【アナリスト水田雅展の銘柄分析】ワイヤレスゲートは下値固め完了、中期成長力を評価して出直り

【アナリスト水田雅展の銘柄分析

 ワイヤレスブロードバンドサービス事業を展開するワイヤレスゲート<9419>(東マ)の株価は3000円近辺で下値固めが完了したようだ。15年12月期大幅増収増益見通しや中期成長力を評価して出直り展開だろう。

 通信事業者からインフラを借り受けてワイヤレスブロードバンドサービス(Wi-Fi、WiMAX、LTE)を提供している。販売チャネルはヨドバシカメラでの販売、および携帯電話販売最大手ティーガイア<3738>での販売を主力としている。月額有料会員数の積み上げに伴って収益が拡大するストック型収益構造だ。

 中期成長に向けた重点戦略としては、M&A・提携も活用したサービス提供エリア拡大、サービスラインナップ拡充、新規事業推進などを掲げている。

 新規事業では14年1月、法人向けWi-Fi環境イネーブラー(構築運用支援)事業を開始した。公衆無線LAN環境を活用する動きが自治体(災害時通信インフラ)、観光地(外国人旅行客誘致)、商店街(集客力向上)などに広がり、20年東京夏季五輪開催も追い風となって無線LANの需要拡大が予想されるため、クラウド型Wi-Fi環境サービスシステムなど法人向けソリューションサービス提供を拡大する。

 14年8月にはLTE領域ソリューション拡充の一環として、M2M/IoTソリューション「クラウド型みまもりサービス」の販売開始と、訪問看護サービスのNフィールド<6077>との業務提携を発表した。14年11月にはWeb会議システムのブイキューブ<3681>と業務提携、世界200カ国以上に1300万ヶ所以上のWi-Fiスポットを保有するFon(スペイン)および日本法人フォン・ジャパンと業務協力した。

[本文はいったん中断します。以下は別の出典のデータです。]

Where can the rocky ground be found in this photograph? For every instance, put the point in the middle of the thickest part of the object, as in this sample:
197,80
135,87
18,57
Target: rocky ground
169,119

 なおFonとの業務協力に関して3月18日、日本のWi-Fiインフラ拡充に向けた取り組みを開始すると発表した。20年東京夏季五輪を視野に入れて国内において20万スポットを構築するとともに、Wi-Fiを活用したマーケティング事業をFonおよびフォン・ジャパンと共同で開始し、観光地や商業施設などのパブリックエリアにFonのルーターを活用したWi-Fiエリアを構築する。

 また3月18日には、移動販売者向けプラットフォームを提供するアンデコ社(大阪市)との資本業務提携、およびWi-Fi環境の構築・保守のバディネット社(東京都)との業務提携も発表した。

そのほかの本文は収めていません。